I’m a mom of two young, adult sons. And my husband and I have done our level best to raise them to be productive men. It’s important to us that they love God, find a legal way to become financially independent of us, and lead productive lives.
All that to say that as a mom, like any mom, I have hopes and dreams for my sons. In fact, over the years, some of my white friends and I have talked together about our sons and daughters and those hopes and dreams for their lives. And we talked about worries too.
Will they make friends in high school? Will they score well on the state standardized test? Will they get into college? What about the son who dropped out of college? What will their careers be like? Are they maturing at an acceptable pace? All the normal, natural worries that loving parents go through.
But that’s as far as the conversation goes with my white friends. Because to finish the conversation, I have to turn back to my black friends. Because they are in the same boat I am. They too pay the Black Parent Tax.
That’s the burdensome tax we pay to raise our kids to adulthood safely. That tax represents the extra worries that we have that white parents don’t have. And if you have a black son, then you know what I’m talking about.
Because raising black boys into well-adjusted, productive young men who live to a ripe old age is not for the faint of heart given the active resistance working against us and the narrative that society will try to engraft into their psyche about black people and especially black men.

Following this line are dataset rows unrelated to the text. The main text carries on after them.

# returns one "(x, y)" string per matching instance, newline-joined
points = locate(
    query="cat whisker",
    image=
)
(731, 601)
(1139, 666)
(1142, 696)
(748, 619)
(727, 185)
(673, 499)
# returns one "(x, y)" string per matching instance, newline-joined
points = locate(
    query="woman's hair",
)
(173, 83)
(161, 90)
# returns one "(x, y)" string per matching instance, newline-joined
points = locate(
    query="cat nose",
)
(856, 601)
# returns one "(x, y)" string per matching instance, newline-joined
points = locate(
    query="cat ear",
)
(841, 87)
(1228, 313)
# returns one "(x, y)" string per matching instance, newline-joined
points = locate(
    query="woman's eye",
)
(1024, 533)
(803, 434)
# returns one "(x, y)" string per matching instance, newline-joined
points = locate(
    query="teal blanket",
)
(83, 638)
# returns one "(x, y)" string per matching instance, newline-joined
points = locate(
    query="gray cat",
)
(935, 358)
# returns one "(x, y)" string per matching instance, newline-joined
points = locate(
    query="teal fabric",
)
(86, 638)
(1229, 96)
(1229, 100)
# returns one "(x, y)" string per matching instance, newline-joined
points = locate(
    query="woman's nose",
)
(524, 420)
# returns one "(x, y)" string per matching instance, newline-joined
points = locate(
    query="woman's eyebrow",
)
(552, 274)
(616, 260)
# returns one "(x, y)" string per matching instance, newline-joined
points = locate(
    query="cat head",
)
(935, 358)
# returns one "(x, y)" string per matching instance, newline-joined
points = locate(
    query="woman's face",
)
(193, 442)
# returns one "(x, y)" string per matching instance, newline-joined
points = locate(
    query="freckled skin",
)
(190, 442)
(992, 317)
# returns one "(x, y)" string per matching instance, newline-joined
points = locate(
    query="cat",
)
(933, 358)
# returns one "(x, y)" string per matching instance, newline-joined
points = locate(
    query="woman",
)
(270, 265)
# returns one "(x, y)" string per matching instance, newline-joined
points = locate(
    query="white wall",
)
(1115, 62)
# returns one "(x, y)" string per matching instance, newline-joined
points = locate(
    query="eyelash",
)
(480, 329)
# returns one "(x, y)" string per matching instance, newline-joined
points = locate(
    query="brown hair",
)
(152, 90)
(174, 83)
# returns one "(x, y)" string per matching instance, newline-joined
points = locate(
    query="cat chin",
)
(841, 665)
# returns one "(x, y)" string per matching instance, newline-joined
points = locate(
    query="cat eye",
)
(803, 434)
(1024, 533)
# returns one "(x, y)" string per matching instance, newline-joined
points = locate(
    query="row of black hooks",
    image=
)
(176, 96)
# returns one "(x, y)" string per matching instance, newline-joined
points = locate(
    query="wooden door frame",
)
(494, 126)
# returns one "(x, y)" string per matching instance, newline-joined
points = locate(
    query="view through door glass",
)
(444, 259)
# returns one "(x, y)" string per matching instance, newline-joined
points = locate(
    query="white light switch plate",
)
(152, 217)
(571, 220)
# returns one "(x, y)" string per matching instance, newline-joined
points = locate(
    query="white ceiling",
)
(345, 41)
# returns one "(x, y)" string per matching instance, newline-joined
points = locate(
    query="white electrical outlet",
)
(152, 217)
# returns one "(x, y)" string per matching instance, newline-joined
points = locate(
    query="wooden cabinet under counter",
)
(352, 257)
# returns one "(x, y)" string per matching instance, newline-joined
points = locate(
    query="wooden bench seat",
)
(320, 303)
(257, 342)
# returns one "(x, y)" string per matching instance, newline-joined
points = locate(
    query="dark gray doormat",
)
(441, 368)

Like when you have to worry about whether a white teacher will stereotype him and he’ll be “labeled” in school and given less attention and fewer, if any, high performance expectations than Little Billy receives (Note: On this blog, “Little Billy” always represents little white boys). Or whether the police will pull him over again tonight for DWB (Driving While Black)? Only this time, they won’t just harass him and let him go…usually without a ticket. This time might be THE time…that the police officer decides he doesn’t like his attitude, or his dreads, or his tattoos or that he’s driving a nice car or whatever. And things go quickly south, spiraling out of control until my son is dead on the hard, cold concrete. Or arrested on some bogus, trumped up, over-charged…ish, knowing that black men are multiple times more likely to be arrested and multiple, multiple times more likely to be convicted than Little Billy for just about anything.
Oh. Sorry. I got caught up in the authenticity of my fears.
The point is that white parents have the luxury of the joys and pains of regular parenting. Black parents have that too. And THEN we pay the Black Parent Tax. And there’s no sense trying to escape that tax. Because if you cheat on that tax, then society will be on your sons like the IRS on a fishy deduction. And as with the IRS, it’s hard to beat that system.
So we willingly pay the BPT. Willingly. Because the alternative is even more burdensome. For parents who refuse to pay the BPT (and occasionally even for those who pay it…just because it can…), the system has non-payment penalties. They are called the Prison Industrial Complex and the County Morgue. Either way, there’s a cold, hard, concrete or metal slab for your son, just waiting for you to miss a BPT installment payment.